Find out what this guide is for and how to use it, and learn about universal design.
Buildings for everyone
The design, construction and management of public buildings and the spaces around them affects everyone. All public buildings are subject to the Building Act 2004 and the Building Code, and it is important that everybody will find the buildings easy to use, access or understand.
Permanent or temporary disability across a wide range of human capabilities affects about a quarter of the population at any one time. Everybody should be able to access public buildings with their normal level of support.
The Buildings for everyone guide has been developed for those who own, design, build and manage public facilities to:
- improve understanding of universal design and promote accessibility in public buildings
- improve understanding of the user experience for people with disabilities
- provide guidance on the requirements of the Building Code relating to access
- provide clarification of the areas where opportunity exists to design and construct to a better level of usability and accessibility.
Find out more about public buildings.
Disclaimer: 'Buildings for everyone: Designing for access and usability' provides information about good practice for the design of buildings that are safe and easy to use for everyone, some of which may exceed the requirements of the Building Code.
While the Ministry of Business, Innovation and Employment (MBIE) has taken care in preparing the document, it should not be relied upon as establishing compliance with all the relevant clauses of the Building Act or Building Code in any particular circumstances that may arise. This document is not a compliance document and may be updated from time to time. The latest version is available from the Building.govt.nz website.
This user guide has been developed for MBIE by Barrier Free NZ, and Richard Cullingworth (Dip Surv FRICS, Chartered Building Surveyor and Accessibility Advisor for Barrier Free). Barrier Free acknowledges the assistance of: Carina Duke, Blind Foundation; Clive Lansink, Accessible Information and Communications Limited; Vivian Naylor, CCS Disability Action; Colleen Jones, Jones Consultancy; Sarah Cameron, WSP- Opus; and Ron Pynenburg, Pynenburg & Collins in the preparation of this guidance.
Providing a better and more usable environment for everyone is a fundamental tenet of good design. To address the needs of everyone using public buildings, this guide has been developed from a universal design perspective.

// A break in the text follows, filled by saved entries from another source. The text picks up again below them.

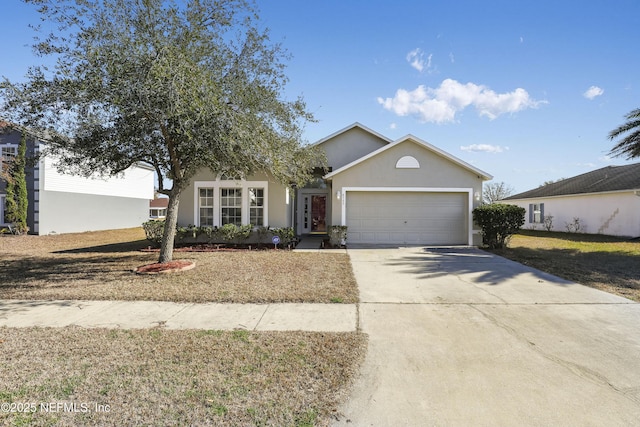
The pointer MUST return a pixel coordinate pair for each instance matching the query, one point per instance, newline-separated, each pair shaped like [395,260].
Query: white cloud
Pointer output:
[487,148]
[592,92]
[440,105]
[416,59]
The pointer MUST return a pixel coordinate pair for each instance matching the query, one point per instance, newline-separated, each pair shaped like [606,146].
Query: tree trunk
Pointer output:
[169,235]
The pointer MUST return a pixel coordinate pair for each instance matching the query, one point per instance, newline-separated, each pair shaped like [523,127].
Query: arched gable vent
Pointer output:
[407,162]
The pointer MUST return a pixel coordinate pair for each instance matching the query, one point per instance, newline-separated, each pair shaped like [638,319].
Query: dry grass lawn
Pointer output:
[166,377]
[98,266]
[173,378]
[607,263]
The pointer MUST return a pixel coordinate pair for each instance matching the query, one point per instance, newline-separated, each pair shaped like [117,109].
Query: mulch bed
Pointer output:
[166,267]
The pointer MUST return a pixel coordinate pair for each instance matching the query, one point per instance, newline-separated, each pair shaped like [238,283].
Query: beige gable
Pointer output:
[350,144]
[407,164]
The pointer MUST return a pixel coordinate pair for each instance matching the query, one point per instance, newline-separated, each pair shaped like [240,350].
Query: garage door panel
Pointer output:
[407,217]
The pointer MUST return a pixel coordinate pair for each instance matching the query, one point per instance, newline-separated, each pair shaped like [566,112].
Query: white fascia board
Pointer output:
[635,191]
[348,128]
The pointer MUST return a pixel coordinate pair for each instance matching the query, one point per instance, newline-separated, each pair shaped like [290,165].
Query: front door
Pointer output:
[314,213]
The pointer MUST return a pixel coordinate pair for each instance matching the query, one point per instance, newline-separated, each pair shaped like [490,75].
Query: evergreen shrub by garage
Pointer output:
[498,223]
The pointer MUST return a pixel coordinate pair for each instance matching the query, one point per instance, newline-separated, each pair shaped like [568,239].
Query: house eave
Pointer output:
[635,191]
[348,128]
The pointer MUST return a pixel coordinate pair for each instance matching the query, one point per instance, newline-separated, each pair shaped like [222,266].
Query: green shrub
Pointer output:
[228,232]
[498,223]
[286,235]
[338,235]
[153,230]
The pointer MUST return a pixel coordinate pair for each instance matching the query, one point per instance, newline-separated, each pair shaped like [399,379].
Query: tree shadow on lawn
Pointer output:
[476,265]
[132,246]
[28,272]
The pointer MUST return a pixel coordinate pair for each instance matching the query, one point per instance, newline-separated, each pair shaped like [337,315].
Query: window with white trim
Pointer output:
[221,202]
[205,206]
[3,205]
[7,154]
[256,206]
[536,213]
[231,206]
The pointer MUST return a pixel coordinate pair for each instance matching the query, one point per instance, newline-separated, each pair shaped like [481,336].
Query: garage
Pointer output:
[407,217]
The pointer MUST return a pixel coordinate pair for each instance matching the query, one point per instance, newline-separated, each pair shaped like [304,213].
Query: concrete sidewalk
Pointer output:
[168,315]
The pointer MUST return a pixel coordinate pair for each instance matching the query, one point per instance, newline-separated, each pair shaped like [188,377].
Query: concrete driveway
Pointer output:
[462,337]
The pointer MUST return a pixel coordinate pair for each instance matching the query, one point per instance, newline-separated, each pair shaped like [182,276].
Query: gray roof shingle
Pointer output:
[610,178]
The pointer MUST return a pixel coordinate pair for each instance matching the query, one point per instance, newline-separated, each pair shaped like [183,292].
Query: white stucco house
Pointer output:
[63,203]
[385,191]
[605,201]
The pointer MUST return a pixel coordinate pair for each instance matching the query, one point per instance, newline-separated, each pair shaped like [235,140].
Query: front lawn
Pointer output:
[98,266]
[73,376]
[607,263]
[153,377]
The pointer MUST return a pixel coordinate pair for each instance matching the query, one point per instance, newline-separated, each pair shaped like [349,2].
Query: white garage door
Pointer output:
[407,218]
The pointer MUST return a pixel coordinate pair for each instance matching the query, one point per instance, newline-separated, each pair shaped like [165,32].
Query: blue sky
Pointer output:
[524,90]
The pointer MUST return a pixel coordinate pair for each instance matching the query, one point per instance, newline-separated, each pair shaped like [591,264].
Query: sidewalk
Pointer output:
[168,315]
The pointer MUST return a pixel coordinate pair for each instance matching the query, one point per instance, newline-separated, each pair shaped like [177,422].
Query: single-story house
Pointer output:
[63,203]
[603,201]
[158,207]
[405,191]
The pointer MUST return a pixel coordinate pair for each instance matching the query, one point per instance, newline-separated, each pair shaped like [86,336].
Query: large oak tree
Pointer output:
[179,85]
[629,145]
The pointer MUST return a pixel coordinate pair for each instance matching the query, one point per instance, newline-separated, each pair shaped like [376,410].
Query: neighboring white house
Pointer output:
[603,201]
[158,207]
[62,203]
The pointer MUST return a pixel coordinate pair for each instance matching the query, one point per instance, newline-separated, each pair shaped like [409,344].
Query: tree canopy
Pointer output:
[494,191]
[629,145]
[180,86]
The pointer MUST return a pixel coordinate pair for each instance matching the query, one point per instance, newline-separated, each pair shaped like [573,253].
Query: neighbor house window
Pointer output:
[231,206]
[205,203]
[536,213]
[256,206]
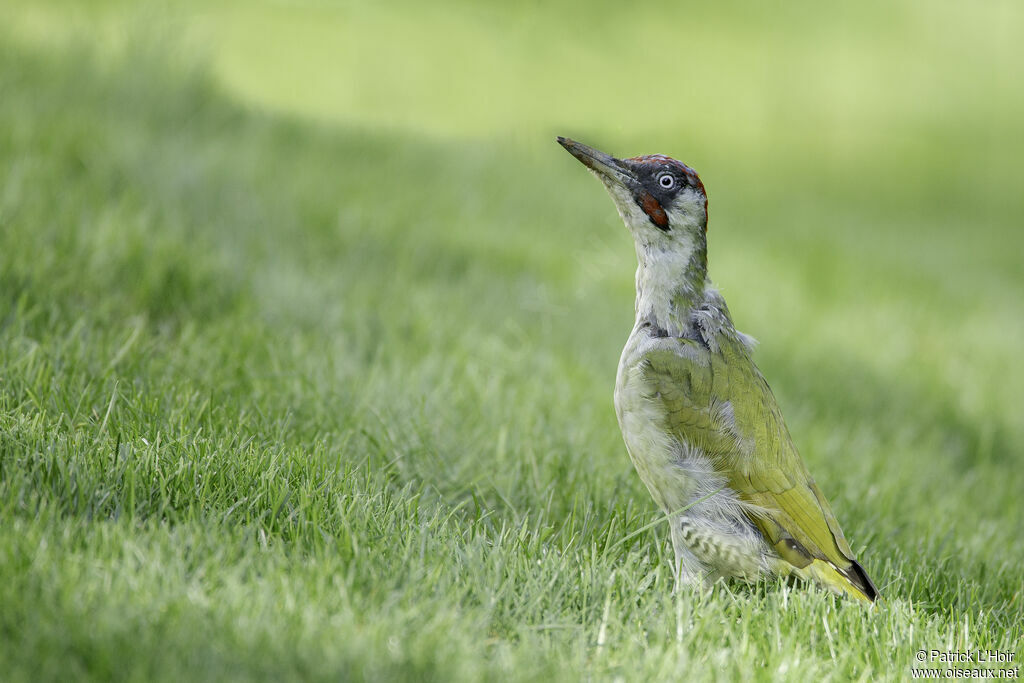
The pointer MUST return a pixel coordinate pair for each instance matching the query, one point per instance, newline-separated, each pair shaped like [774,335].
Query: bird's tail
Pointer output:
[852,581]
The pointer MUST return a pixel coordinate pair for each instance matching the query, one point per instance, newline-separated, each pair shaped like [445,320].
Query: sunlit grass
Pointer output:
[307,343]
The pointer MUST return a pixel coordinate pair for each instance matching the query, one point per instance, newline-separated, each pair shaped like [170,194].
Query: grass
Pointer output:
[307,345]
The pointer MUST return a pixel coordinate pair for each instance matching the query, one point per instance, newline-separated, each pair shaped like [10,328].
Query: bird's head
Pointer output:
[662,201]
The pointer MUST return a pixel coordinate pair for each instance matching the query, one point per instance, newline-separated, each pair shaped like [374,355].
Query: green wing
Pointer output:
[719,401]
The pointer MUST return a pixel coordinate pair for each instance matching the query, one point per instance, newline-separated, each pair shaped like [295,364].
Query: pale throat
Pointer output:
[671,281]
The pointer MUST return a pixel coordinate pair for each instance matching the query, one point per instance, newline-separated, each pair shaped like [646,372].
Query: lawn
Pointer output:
[308,331]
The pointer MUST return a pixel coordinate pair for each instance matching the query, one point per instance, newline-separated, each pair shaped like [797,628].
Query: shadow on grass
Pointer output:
[137,188]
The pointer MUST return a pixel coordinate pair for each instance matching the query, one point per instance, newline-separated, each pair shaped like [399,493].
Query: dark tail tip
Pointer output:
[859,578]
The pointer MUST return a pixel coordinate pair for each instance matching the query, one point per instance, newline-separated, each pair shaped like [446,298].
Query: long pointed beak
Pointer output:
[604,166]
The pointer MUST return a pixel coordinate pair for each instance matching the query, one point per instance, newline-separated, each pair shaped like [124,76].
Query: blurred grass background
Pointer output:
[309,331]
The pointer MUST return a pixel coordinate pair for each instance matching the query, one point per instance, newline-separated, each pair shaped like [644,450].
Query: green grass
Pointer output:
[307,343]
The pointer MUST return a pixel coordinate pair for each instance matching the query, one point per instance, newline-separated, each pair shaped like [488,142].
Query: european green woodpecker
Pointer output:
[698,419]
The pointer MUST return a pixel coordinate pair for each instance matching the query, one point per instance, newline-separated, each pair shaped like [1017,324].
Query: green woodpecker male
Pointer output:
[700,424]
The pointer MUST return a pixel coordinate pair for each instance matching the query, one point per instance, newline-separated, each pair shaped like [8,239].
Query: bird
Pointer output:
[700,424]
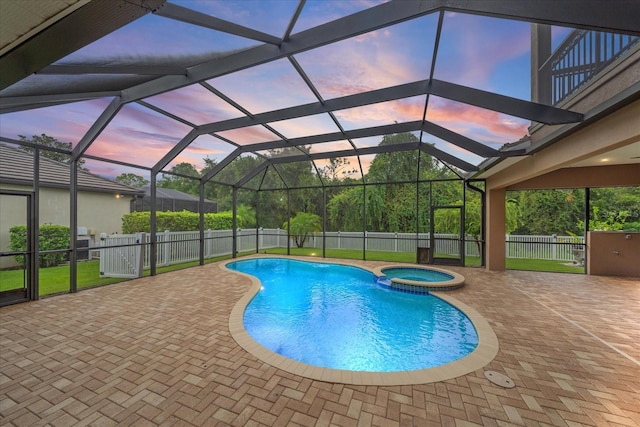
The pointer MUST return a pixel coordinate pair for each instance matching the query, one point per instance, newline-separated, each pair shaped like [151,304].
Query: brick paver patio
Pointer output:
[157,351]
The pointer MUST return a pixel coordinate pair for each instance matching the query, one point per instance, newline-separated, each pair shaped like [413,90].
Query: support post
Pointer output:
[73,225]
[234,224]
[496,229]
[153,231]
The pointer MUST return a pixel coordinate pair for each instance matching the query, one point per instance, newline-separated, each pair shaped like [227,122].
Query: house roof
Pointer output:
[16,167]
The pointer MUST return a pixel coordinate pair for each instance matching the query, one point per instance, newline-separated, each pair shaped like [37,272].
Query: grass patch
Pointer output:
[55,280]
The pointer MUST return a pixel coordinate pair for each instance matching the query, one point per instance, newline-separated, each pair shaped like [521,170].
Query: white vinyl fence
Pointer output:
[127,255]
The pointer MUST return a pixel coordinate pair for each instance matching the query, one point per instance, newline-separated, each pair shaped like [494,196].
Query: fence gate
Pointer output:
[446,247]
[125,256]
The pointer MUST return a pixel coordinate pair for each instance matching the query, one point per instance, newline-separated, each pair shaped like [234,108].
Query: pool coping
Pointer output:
[457,280]
[484,353]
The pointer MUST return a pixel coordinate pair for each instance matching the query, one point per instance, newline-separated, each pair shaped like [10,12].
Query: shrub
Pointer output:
[136,222]
[50,237]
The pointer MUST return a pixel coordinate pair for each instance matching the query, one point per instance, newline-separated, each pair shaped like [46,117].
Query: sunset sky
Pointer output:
[480,52]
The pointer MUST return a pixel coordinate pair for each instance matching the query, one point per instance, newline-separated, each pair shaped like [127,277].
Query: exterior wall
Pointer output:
[616,78]
[550,168]
[613,253]
[496,229]
[98,212]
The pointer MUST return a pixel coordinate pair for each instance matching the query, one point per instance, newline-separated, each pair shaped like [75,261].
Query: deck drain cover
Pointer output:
[499,379]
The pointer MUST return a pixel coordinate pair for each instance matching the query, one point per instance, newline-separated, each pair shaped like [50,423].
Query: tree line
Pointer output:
[400,189]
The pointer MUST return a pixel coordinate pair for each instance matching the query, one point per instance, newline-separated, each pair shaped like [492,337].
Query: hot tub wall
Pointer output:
[613,253]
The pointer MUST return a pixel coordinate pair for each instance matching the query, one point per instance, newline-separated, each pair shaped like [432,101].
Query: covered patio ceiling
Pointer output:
[148,84]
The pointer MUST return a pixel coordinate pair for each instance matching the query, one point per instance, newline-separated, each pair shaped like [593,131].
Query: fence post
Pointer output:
[506,242]
[166,253]
[141,249]
[207,244]
[103,255]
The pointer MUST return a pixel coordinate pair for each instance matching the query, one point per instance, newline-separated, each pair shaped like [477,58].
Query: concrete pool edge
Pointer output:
[484,353]
[456,281]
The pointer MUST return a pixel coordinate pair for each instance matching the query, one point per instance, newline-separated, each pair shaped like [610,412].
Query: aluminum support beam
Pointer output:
[90,22]
[13,104]
[621,16]
[504,104]
[149,70]
[223,164]
[179,13]
[98,126]
[448,158]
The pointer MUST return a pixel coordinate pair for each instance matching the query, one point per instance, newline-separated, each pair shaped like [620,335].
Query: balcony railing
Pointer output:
[581,56]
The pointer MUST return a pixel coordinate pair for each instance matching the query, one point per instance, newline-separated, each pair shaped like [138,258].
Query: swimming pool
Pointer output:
[299,313]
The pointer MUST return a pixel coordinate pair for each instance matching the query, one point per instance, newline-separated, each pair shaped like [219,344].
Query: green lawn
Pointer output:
[56,279]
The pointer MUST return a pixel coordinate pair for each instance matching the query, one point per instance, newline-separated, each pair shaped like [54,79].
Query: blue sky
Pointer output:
[481,52]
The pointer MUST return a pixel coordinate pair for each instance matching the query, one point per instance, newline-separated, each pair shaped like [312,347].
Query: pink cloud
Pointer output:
[473,47]
[476,123]
[249,135]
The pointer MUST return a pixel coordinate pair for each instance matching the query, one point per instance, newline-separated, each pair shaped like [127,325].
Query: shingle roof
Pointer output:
[170,193]
[16,167]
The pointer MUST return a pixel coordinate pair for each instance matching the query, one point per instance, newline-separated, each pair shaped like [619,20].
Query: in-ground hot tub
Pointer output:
[418,279]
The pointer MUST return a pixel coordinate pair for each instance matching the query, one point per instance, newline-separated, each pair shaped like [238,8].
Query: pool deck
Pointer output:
[158,351]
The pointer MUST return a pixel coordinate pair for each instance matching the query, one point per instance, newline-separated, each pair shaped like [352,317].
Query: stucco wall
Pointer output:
[98,212]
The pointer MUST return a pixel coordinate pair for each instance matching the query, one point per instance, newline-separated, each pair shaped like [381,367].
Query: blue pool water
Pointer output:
[338,317]
[416,274]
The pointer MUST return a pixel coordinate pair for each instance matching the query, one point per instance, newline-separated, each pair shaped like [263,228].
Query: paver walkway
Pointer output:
[157,351]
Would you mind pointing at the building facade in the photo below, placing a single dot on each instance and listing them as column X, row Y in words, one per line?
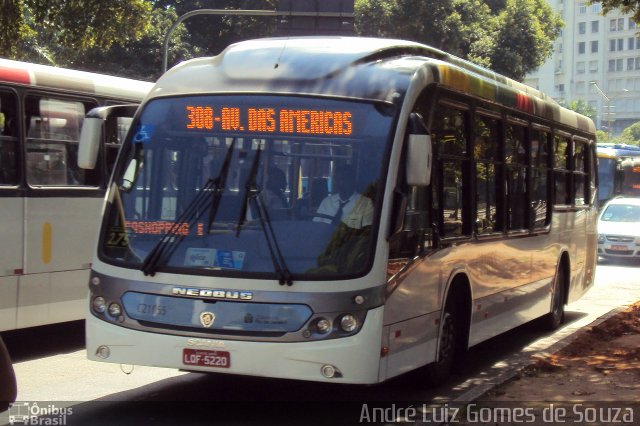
column 596, row 59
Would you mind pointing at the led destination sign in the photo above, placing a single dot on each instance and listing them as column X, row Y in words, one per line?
column 269, row 120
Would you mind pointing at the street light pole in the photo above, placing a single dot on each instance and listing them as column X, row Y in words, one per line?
column 608, row 99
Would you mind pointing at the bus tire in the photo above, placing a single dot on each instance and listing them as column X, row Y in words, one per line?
column 439, row 371
column 555, row 318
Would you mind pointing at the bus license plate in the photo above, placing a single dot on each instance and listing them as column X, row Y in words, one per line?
column 202, row 358
column 619, row 247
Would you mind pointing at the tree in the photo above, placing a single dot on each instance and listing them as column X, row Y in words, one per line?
column 625, row 6
column 55, row 30
column 512, row 37
column 581, row 107
column 632, row 133
column 210, row 34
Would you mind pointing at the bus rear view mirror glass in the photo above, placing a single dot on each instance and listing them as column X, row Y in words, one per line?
column 90, row 138
column 129, row 176
column 419, row 154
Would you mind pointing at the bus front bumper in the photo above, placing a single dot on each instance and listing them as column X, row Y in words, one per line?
column 355, row 359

Universal design is about approaching design of the built environment with the knowledge that a wide range of people with different physical, sensory and cognitive capabilities will be using a building. The starting point for using the information in this guide is understanding what universal design is, how to apply it in practice, and where it differs in approach from accessible design.
This guide aims to explain the universal design approach in practical terms, provide guidance on addressing conflicting requirements, and present a body of knowledge from which to develop designs that work for everyone.
Find out more about the practical application of universal design.
How to use this guide
The guide offers valuable insights into the user journey for people with a wide range of physical, sensory and cognitive capabilities and provides information on practical approaches to the design, construction and management of public buildings to meet building user needs.
The guide consists of 11 sections.
- Building user activity
- Surrounding area and transport
- Pedestrian circulation
- Vehicle circulation and parking
- Building entrances and exits
- Internal circulation
- Interior space
- Fixtures and fittings
- Building types
- Means of escape
- Building management
The first section on building user activity looks at the three common activity processes that all building users go through – gather information, process that information and take action. In each of the ten following sections a commentary is included to provide a better understanding of the needs of various building users and how design decisions can affect them. Practical suggestions are then offered as design considerations to address the issues identified.
This guide presents a foundation on which good design decisions can be made. It does not go into design detail or individual solutions as this is the remit of the designer and will vary from situation to situation. This avoids the inappropriate application of standard solutions which may not meet building users’ needs in the particular environment being considered.
The current legislation for regulating the minimum compliance for accessibility is the Building Act 2004 and the Building Code. MBIE issues Acceptable Solutions and Verification Methods for complying with the Building Code and these provide specific ways to construct buildings that will comply with the relevant Building Code provisions, including accessibility. The New Zealand Standard, NZS 4121:2001 ‘Design for Access and Mobility – Buildings and Associated Facilities’ is also a means of compliance with the Building Code.
For reference purposes, relevant performance criteria from the Building Code are included in each section.
Who should use this guide
- To act as a resource during the design and construction phases
- For training purposes to upskill new and existing designers
- To inform accessibility discussions and design considerations of pre-application meetings.
- To inform accessibility reports to accompany Building Consent applications.
- To obtain better buildings with reduced life cycle costs.
- To attract better potential purchasers.
- To be a required consideration by designers appointed on new developments.
- To act as a framework for analysis of the usability of newly completed buildings.
Owners and occupiers:
- As a framework for the assessment of a developer’s proposal, lessee’s alterations and post-occupancy design assessments for feedback to developers and designers.
- As a framework for costing required alterations during purchase negotiations.
- To assist in the planning of post-occupancy construction, alteration and maintenance work.
- As a resource when planning cleaning, alteration, repair or redecoration work.
- To help explain building users’ comments about the use of the building.